People have been displaced by climate for millennia…but we are now at a particular historical moment, facing a new type of environmentally driven migration that will be more fast and furious. It will require incredible adaptability and political will to keep up with the changes that are forecasted to happen…..

Garcia is also concerned because climate refugees (displaced due to sea level rise, loss of agricultural productivity, storm-related destruction) would not fall under the current legal designations for refugees. U.S. law bases refugee status on persecution related to religion, race, political viewpoint, or nationality. Other international laws are similar and provide no protection.

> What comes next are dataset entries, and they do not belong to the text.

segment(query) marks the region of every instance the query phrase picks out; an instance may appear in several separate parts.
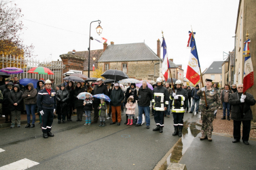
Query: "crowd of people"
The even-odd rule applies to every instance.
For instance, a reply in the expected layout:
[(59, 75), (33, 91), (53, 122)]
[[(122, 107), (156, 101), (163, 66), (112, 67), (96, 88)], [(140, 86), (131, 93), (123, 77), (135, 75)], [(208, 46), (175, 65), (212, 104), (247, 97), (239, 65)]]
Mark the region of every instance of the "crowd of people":
[[(181, 137), (184, 113), (187, 113), (191, 108), (189, 113), (194, 113), (194, 110), (196, 114), (201, 112), (200, 140), (212, 141), (213, 121), (216, 119), (217, 109), (223, 108), (221, 119), (234, 120), (233, 142), (238, 142), (240, 140), (240, 127), (242, 123), (242, 140), (245, 144), (249, 144), (251, 120), (253, 119), (251, 106), (255, 104), (255, 100), (249, 93), (242, 93), (242, 85), (238, 87), (236, 85), (231, 87), (225, 85), (220, 89), (218, 83), (206, 79), (206, 86), (200, 89), (198, 85), (194, 88), (187, 87), (180, 80), (176, 81), (174, 85), (169, 83), (164, 84), (162, 78), (159, 77), (156, 83), (153, 85), (152, 91), (146, 81), (143, 81), (141, 87), (129, 83), (128, 86), (121, 87), (118, 83), (104, 84), (101, 78), (98, 79), (96, 83), (65, 81), (58, 85), (54, 79), (45, 82), (40, 79), (37, 87), (34, 87), (33, 83), (21, 85), (17, 77), (14, 77), (14, 80), (0, 77), (1, 114), (6, 123), (11, 123), (11, 128), (14, 128), (16, 123), (18, 127), (20, 127), (20, 115), (24, 111), (27, 115), (25, 128), (35, 127), (36, 115), (38, 114), (43, 136), (48, 138), (54, 136), (50, 131), (54, 114), (57, 115), (58, 123), (65, 123), (66, 119), (67, 121), (72, 121), (72, 115), (75, 114), (76, 121), (82, 121), (83, 116), (85, 116), (85, 126), (98, 123), (99, 121), (98, 126), (105, 127), (106, 120), (111, 119), (110, 125), (120, 125), (121, 113), (124, 112), (124, 124), (140, 127), (145, 121), (146, 128), (149, 129), (151, 108), (156, 125), (153, 131), (162, 133), (164, 118), (170, 117), (172, 113), (175, 127), (172, 135)], [(83, 92), (87, 92), (86, 98), (78, 99), (77, 95)], [(92, 97), (96, 94), (109, 96), (110, 102), (104, 98)], [(138, 119), (135, 111), (136, 105)], [(145, 120), (143, 117), (145, 118)]]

A crew member on board the USS George Washington carrier signals to an approaching Osprey aircraft near Eastern Samar, the Philippines, on Wednesday, Nov. 20, 2013. Super Typhoon Haiyan slammed into the central Philippines on Nov. 8, knocking down most buildings, killing thousands, displacing 4 million people and affecting more than 10 million. Photographer: Julian Abram Wainwright/Bloomberg

The U.S. military is also concerned about climate refugees. A 2011 National Academies study commissioned by the U.S. Navy discussed the various threats and political destabilization that an influx of climate refugees in certain nations would cause. Bangladesh and India may offer a glimpse of such border conflicts already. The same report also expressed concerns about U.S. military resources being stretched thin for climate-related natural disaster relief.

At the end of the day, I cannot answer the question that I’ve posed, but this conversation needs to be had. My thoughts are with all of the people in the Caribbean and in the Florida Keys too.